И они оказались рядом, и времени не было, Маэстро, что Вы сделали с временем?
Розовые губы на бриллиантовой коже. Бледные на бледном, и он смотрит ей в глаза, и ее слезы, как живые, движутся по их лицам.
- Артем, Боже мой, я не видела тебя вечность, я не думала, что увижу... Артема, Тёмочка, милый мой...
И его: “Даша, Даша...”
Что они хотели сказать друг другу раньше, для чего она звала его по ночам, если и Джойс не помогал, где они, эти слова, эта нежность и то отчаянье, которые скреблись и кровоточили... я-то знаю, я-то у самого сердца, мне все слышно.
И теперь только
- Артем…
- Дашенька...
И ничего больше. И розовые губы на бриллиантовой коже, которым цены нет, которым цена - вечность...

****
Она держала бокал в руке, рука дрогнула, и красивая красная капля упала прямехонько на мое распятье, покачнулась и съехала вниз, на кожу. Капля стремилась на ткань бирюзового платья, но как-то замерла по дороге. Артем забрал у нас из рук бокал, поставил на стол свой и коснулся губами ее щеки, потом ниже, и наконец его губы нашли многострадальную каплю. Он поднял голову, и в его взгляде горело море... свет цвета морской волны горел, надо сказать, синим пламенем.
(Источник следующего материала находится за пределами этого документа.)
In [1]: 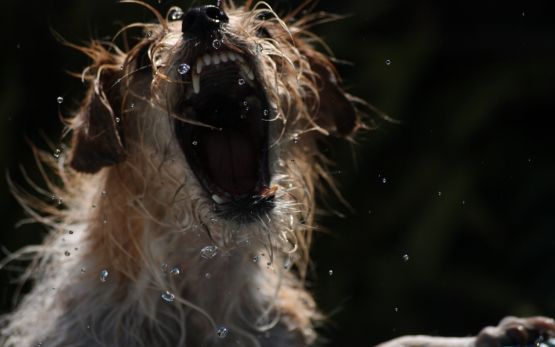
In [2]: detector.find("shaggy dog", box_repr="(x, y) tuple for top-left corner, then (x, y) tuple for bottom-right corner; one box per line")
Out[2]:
(1, 1), (554, 347)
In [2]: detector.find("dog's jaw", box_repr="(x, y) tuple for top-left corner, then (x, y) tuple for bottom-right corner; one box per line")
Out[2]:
(175, 47), (274, 224)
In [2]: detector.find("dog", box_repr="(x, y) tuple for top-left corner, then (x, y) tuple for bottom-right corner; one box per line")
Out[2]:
(1, 0), (555, 347)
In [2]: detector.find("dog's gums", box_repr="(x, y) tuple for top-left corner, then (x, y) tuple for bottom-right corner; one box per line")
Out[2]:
(175, 47), (273, 222)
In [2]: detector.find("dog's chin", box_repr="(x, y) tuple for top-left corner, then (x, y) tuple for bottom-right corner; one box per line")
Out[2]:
(175, 51), (274, 223)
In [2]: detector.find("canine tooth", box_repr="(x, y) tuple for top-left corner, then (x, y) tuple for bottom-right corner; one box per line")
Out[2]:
(202, 54), (211, 66)
(192, 74), (200, 94)
(212, 194), (225, 205)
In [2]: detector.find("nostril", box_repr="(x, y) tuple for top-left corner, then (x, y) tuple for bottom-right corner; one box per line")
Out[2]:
(204, 5), (229, 23)
(182, 8), (202, 32)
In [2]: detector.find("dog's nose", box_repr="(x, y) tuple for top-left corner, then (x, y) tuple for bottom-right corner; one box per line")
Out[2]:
(181, 5), (229, 36)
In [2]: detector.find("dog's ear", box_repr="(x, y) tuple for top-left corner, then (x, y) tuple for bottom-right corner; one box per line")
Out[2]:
(303, 49), (360, 137)
(70, 69), (125, 173)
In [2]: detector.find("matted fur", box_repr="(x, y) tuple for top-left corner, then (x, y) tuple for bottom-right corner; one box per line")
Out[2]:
(1, 1), (360, 347)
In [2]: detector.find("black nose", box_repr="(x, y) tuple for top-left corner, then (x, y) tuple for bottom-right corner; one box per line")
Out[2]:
(181, 5), (229, 36)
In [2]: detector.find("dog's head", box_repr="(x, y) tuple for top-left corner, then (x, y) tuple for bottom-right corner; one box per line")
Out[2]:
(70, 4), (360, 223)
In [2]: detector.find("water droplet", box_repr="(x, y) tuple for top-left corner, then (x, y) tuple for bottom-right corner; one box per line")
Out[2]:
(200, 246), (218, 259)
(216, 327), (229, 339)
(100, 270), (109, 282)
(169, 6), (183, 20)
(177, 63), (191, 75)
(160, 290), (175, 302)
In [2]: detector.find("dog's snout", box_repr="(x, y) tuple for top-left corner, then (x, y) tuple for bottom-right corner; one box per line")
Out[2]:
(181, 5), (229, 36)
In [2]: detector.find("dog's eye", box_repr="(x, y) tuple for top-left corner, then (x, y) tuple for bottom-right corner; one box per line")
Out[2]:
(256, 27), (272, 39)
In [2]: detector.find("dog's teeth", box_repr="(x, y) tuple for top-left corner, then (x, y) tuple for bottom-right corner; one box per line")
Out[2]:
(202, 54), (211, 66)
(192, 74), (200, 94)
(239, 63), (254, 80)
(212, 194), (225, 205)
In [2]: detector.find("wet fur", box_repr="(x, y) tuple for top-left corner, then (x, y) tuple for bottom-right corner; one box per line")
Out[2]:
(1, 3), (360, 347)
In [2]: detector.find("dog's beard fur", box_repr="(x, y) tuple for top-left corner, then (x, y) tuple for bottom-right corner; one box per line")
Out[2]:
(2, 4), (359, 347)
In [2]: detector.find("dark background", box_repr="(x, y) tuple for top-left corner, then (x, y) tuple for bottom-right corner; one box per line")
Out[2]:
(0, 0), (555, 346)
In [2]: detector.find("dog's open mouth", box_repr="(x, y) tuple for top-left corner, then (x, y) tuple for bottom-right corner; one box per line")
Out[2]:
(176, 51), (273, 222)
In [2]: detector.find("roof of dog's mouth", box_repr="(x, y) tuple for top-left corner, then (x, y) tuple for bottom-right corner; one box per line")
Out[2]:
(176, 51), (270, 211)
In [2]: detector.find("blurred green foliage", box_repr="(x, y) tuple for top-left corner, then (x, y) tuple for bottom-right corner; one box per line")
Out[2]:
(0, 0), (555, 346)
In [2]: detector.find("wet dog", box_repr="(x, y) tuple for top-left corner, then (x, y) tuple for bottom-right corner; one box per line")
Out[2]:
(2, 1), (553, 347)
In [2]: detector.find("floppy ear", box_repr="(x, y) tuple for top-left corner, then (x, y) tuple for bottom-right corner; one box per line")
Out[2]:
(304, 49), (360, 137)
(70, 70), (125, 173)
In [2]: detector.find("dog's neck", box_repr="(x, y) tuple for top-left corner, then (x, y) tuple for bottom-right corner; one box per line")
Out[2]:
(61, 167), (315, 345)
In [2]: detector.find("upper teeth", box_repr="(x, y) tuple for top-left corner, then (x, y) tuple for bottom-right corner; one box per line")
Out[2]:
(191, 52), (254, 94)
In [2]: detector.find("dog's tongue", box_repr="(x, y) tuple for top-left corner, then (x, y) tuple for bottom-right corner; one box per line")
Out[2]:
(199, 129), (258, 195)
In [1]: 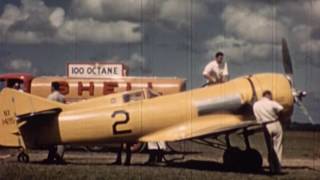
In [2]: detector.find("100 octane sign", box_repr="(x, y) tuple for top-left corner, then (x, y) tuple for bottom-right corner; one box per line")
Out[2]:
(68, 64), (124, 78)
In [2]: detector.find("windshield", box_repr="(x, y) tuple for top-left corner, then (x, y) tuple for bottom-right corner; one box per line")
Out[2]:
(123, 91), (144, 102)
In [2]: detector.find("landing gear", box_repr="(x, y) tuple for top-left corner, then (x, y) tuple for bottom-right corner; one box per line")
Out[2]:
(223, 132), (262, 171)
(17, 151), (29, 163)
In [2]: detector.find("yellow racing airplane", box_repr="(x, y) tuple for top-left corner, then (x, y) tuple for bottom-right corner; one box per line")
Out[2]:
(0, 41), (312, 168)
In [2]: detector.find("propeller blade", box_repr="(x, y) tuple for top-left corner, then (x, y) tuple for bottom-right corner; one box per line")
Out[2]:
(282, 38), (293, 77)
(296, 99), (314, 124)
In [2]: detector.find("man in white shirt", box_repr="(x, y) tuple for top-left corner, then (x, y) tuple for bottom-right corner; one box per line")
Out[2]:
(145, 141), (167, 165)
(44, 82), (66, 164)
(202, 52), (229, 85)
(253, 91), (283, 173)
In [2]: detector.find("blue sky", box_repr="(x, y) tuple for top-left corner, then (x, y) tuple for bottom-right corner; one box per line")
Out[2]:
(0, 0), (320, 124)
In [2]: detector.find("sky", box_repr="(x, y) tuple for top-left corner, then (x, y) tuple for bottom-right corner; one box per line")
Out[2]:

- Сначала это вино не показалось мне таким... потрясающим.
- Надеюсь, ты не решишь вылить остаток бокала на меня, чтобы провести дегустацию...
Я слышал ее частое живое дыхание, я чувствовал, как дрожит ее кожа, как дрожат слова у нее на языке, как дрожит ее сердце... и как дрожат его пальцы. Даже не дрожат, а скорее пульсируют на ее щеке, на ее губах...
И я сам вздрогнул, когда она резко встала, оглядываясь в поисках, кажется, сумочки. Такой алгоритм я уловил в ее мозгу: два шага влево - сумочка - легкий наклон - взять - подняться - на плечо (если получится поднять руку и не переколотить всю посуду на столе) - повернуться - не посмотреть на Артема - сколько шагов до двери? как отнесутся к этому ноги, не подкосятся ли внезапно? как насчет обморока? нет... - дверь - открыть (ручку вниз) - выйти... и бежать, бежать, бежать, бежать без оглядки, пока всё не разбило движение его голоса и поток собственных чувств.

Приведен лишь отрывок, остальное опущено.